Damage: USD 30 million

Typhoon Angela (Rosing)

Year of Occurrence: October 25, 1995

Maximum Wind Speed: 180 mph. (category 5 storm)

Casualties: More than 900 dead

Damage: USD 300 million

Typhoon Bopha (Pablo)

Year of Occurrence: November 25, 2012

Maximum Wind Speed: 175 mph. (category 5 storm)

Casualties: More than 100 dead and 800 missing

Damage: USD 1 billion

Typhoon Durian (Reming)

Year of Occurrence: November 25, 2006

Maximum Wind Speed: 155 mph. (category 4 storm)

Casualties: More than 1,500 dead, many injured

Damage: USD 500 million

Typhoon Fengshen (Frank)

Year of Occurrence: June 17, 2008

Maximum Wind Speed: 125 mph. (category 3 storm)

Casualties: More than 1,300 dead and 80 missing

Damage: USD 480 million

Typhoon Haiyan (Yolanda)

Year of Occurrence: November 8, 2013

Maximum Wind Speed: Almost 200 mph. (category 5 storm)

Casualties: About 5,000 dead and 1,000 missing

Damage: USD 2.86 billion

Typhoon Ike (Nitang)

Year of Occurrence: August 26, 1984

Maximum Wind Speed: 145 mph. (category 4 storm)

Casualties: More than 1,400 dead

Damage: USD 1 billion

Typhoon Ketsana (Ondoy)

Year of Occurrence: September 23, 2009

Maximum Wind Speed: 105 mph. (category 2 storm)

Casualties: About 700 dead

Damage: USD 1 billion

Typhoon Megi (Juan)

Year of Occurrence: October 8, 2010

Maximum Wind Speed: 185 mph. (category 5 storm)

Casualties: 69 dead, 4 missing

Damage: USD 700 million

Typhoon Mike (Ruping)

Year of Occurrence: November 12, 1990

Maximum Wind Speed: 175 mph. (category 5 storm)
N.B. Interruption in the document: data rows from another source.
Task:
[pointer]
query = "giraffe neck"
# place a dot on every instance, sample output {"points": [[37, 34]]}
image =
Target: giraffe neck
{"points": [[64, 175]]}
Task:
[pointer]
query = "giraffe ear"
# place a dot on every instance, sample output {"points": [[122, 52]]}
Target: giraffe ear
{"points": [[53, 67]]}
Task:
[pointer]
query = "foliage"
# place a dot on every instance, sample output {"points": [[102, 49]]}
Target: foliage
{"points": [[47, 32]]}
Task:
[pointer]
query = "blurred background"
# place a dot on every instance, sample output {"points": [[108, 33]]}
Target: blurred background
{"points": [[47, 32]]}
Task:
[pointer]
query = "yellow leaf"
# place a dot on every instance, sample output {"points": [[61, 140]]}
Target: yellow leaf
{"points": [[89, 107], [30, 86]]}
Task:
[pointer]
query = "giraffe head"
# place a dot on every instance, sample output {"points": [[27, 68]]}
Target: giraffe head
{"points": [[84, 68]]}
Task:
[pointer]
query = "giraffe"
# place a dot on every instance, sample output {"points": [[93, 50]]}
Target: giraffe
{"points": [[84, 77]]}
Casualties: More than 700 dead, many injured

Damage: USD 200 million

Typhoon Parma (Pepeng)

Year of Occurrence: September 27, 2009

Maximum Wind Speed: 155 mph. (category 4 storm)
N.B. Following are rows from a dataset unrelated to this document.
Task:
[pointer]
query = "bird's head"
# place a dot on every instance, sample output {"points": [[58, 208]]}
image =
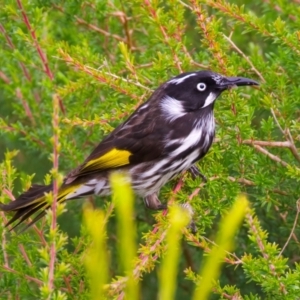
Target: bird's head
{"points": [[194, 91]]}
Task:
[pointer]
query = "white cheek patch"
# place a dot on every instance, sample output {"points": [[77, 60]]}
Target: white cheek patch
{"points": [[182, 79], [172, 108], [217, 78], [210, 99]]}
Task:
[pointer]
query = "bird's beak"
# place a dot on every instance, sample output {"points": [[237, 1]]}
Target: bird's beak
{"points": [[230, 82]]}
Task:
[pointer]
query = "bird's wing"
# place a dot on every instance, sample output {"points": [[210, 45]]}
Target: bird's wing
{"points": [[138, 140]]}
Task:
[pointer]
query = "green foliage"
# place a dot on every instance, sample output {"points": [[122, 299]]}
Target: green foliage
{"points": [[71, 71]]}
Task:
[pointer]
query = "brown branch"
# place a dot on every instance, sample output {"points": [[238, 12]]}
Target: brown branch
{"points": [[25, 105], [22, 249], [293, 228], [12, 46], [99, 30], [270, 155], [262, 248], [163, 30], [42, 55], [235, 47], [55, 124], [285, 144]]}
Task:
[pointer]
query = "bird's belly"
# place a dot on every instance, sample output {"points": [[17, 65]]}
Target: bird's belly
{"points": [[149, 179]]}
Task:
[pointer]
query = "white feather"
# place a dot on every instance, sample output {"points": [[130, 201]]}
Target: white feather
{"points": [[81, 190], [172, 108], [210, 99], [182, 79], [191, 140]]}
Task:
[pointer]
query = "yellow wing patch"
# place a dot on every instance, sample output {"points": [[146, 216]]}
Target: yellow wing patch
{"points": [[112, 159]]}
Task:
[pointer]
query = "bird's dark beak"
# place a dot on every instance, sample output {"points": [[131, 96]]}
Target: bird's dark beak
{"points": [[230, 82]]}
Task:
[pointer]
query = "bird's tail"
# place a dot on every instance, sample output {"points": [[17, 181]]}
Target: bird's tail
{"points": [[33, 201]]}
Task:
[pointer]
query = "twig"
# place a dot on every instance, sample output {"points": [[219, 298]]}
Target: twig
{"points": [[55, 191], [292, 146], [154, 15], [235, 47], [12, 46], [293, 228], [22, 249], [285, 144], [270, 155]]}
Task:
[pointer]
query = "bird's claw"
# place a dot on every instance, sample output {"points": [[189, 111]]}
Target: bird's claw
{"points": [[195, 172]]}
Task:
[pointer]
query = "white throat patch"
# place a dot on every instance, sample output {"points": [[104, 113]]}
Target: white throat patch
{"points": [[210, 99], [182, 79], [172, 108]]}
Casualties: 500 dead, many injured

Damage: USD 600 million

Typhoon Sening (Joan)

Year of Occurrence: October 10, 1970

Maximum Wind Speed: More than 150 mph. (category 5 storm)

Casualties: About 500 dead and 200 missing

Damage: USD 70 million

Typhoon Thelma (Uring)

Year of Occurrence: November 5, 1991

Maximum Wind Speed: 50 - 150 mph. (category 4 storm)
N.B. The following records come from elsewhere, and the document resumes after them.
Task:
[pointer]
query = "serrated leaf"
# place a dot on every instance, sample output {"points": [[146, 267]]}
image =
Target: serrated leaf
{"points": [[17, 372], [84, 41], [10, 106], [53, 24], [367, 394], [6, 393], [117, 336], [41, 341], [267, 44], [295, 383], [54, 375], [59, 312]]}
Casualties: More than 5,000 dead

Damage: USD 27 million

Typhoon Undang (Agnes)

Year of Occurrence: October 30, 1984

Maximum Wind Speed: 120 mph. (category 4 storm)

Casualties: Almost 900 dead and 200 missing

Damage: USD 96 million
If at all a typhoon hits inland regions, the damage caused is enormous, in terms of monetary costs, life, and property. Some precautionary measures should always be taken by people living in regions that are affected a lot by such natural disasters.
Avoid being outside when a storm hits land, and take shelter in a basement or any structure which is less likely to be damaged. Stay away from coastal areas, and always keep a reserve of clean drinking water, some food, and a few medicines with you in case of an emergency.
Always pay attention to radio broadcasts and any other form of media that issue warnings before such disasters. After the typhoon passes away, help the concerned authorities to search for the missing people and to admit them to the nearest medical center for treatment.
Keep in mind that chances of an epidemic spreading are high after such a disaster, and hence, take necessary measures. No one can prevent typhoons, but the destruction and damage caused can surely be reduced if proper precautions are undertaken.